Some practices now force Discovery patients to pay cash to avoid the clawback.
“Upon presenting the receipt to the medical aid, the scheme rejects the patient’s claim and alleges it has already paid the practice directly, which it has not, and that the practice is double billing or misappropriating the patient’s payment. They deduct from patients’ benefits but don’t pay practitioners. It is unconscionable conduct.”
Responding, Discovery Health says: “Clawbacks aim to recover payments made from medical scheme funds [that belong to members] that have been paid inappropriately and therefore constitute unjust enrichment on the part of the practitioner.”
Kuschke says Discovery must first prove unjustified enrichment. If a treatment is pre-authorised, there is an agreement on the payment and this cannot lead to an enrichment claim in law.
Citing a lack of administrative capacity, Discovery said it processes about 275,000 claims daily: “The vast majority of claims are made appropriately with the requisite information to facilitate payment within a few days. Due to operational capacity limitations of schemes and administrators to verify the enormous volumes of claims and in particular to check these for fraud the schemes are forced to accept the vast majority of claims at face value.
“It would not be fair to the majority of members and practitioners who claim in an ethical way, to delay claim payments until each claim has gone through extensive checks… The risk of paying fraudulent or irregular claims … must be balanced by the right of a scheme to subsequently check for such irregularities and to allow a scheme to set off any such payments against future claims, to recover these monies for the scheme and its members. The full benefit of all recoveries vests with the medical scheme members since if these irregular payments were not recovered the medical scheme contributions would need to be higher to cover these additional costs.”
Asked whether individual patients, many of whom pay for treatments from their medical savings accounts, are reimbursed, Discovery said “[Fraud, Waste and Abuse] recoveries are paid directly to the medical scheme; this is a direct saving for members”.
Discovery said, as a not-for-profit entity, which holds members’ funds, it needs to be able to reimburse its members or practitioners when they have incurred medical costs or performed medical services.
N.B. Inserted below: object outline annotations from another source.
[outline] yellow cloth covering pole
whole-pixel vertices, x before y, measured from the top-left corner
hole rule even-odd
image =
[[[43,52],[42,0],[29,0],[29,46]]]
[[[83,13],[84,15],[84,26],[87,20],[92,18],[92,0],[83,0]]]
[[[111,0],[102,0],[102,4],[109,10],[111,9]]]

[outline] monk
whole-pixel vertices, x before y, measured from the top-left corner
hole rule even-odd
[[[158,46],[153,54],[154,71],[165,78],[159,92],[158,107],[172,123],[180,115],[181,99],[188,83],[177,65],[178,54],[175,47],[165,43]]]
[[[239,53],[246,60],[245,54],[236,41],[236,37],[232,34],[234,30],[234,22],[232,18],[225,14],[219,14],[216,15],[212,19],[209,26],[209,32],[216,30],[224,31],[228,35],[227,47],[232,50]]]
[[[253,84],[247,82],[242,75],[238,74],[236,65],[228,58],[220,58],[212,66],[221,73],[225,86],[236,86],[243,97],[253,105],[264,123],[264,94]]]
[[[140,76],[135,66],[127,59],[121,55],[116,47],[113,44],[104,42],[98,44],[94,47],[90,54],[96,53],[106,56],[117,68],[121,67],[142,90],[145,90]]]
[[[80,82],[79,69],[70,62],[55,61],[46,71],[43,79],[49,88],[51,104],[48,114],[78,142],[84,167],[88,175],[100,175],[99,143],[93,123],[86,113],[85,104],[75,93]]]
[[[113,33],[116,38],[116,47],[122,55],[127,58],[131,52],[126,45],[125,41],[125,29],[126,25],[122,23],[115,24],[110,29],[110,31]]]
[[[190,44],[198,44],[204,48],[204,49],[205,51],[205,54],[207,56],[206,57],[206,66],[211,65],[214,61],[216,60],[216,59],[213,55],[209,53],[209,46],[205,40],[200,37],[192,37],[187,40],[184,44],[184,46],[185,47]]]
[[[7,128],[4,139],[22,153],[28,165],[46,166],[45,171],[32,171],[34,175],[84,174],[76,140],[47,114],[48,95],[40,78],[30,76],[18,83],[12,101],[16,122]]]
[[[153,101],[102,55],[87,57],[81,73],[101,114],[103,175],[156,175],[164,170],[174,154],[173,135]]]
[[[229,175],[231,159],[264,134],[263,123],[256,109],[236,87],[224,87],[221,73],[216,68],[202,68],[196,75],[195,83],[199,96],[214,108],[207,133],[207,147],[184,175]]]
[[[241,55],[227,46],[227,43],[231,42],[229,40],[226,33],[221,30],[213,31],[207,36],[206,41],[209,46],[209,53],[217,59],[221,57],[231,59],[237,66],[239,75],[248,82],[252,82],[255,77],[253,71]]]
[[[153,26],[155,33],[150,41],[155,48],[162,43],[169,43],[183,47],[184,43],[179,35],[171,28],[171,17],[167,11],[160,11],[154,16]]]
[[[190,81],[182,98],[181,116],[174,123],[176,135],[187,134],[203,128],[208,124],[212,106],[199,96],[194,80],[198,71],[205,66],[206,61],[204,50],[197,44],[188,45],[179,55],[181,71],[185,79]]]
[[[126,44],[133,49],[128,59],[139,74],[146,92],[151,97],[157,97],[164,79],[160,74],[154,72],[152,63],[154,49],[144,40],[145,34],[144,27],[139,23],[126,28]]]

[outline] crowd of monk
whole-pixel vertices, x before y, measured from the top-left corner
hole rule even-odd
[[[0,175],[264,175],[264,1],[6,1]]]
And yet settlements of debt are reflected as credits on the bottom line of the company, benefiting its shareholders.
Discovery claimed the processes it uses in the identification, investigation and recovery of funds are fair and compliant with the applicable legislation.
“The interim report of the Section 59 Investigation has also upheld Discovery Health’s interpretation of Section 59 and the legality of all the processes followed.”
That investigation, instituted by the CMS, examined black practitioners’ allegations of unfair treatment, including clawbacks. In January 2021, the interim report was released. The panel is working on a final report. A CMS spokesperson said: “In the interim, providers who have complaints against medical schemes may lodge a complaint through our complaints process and these will be dealt with in terms of the current legislation while the report is being finalised.”
But, in terms of the investigation, negligence and fraud must be proven before setting off any amounts.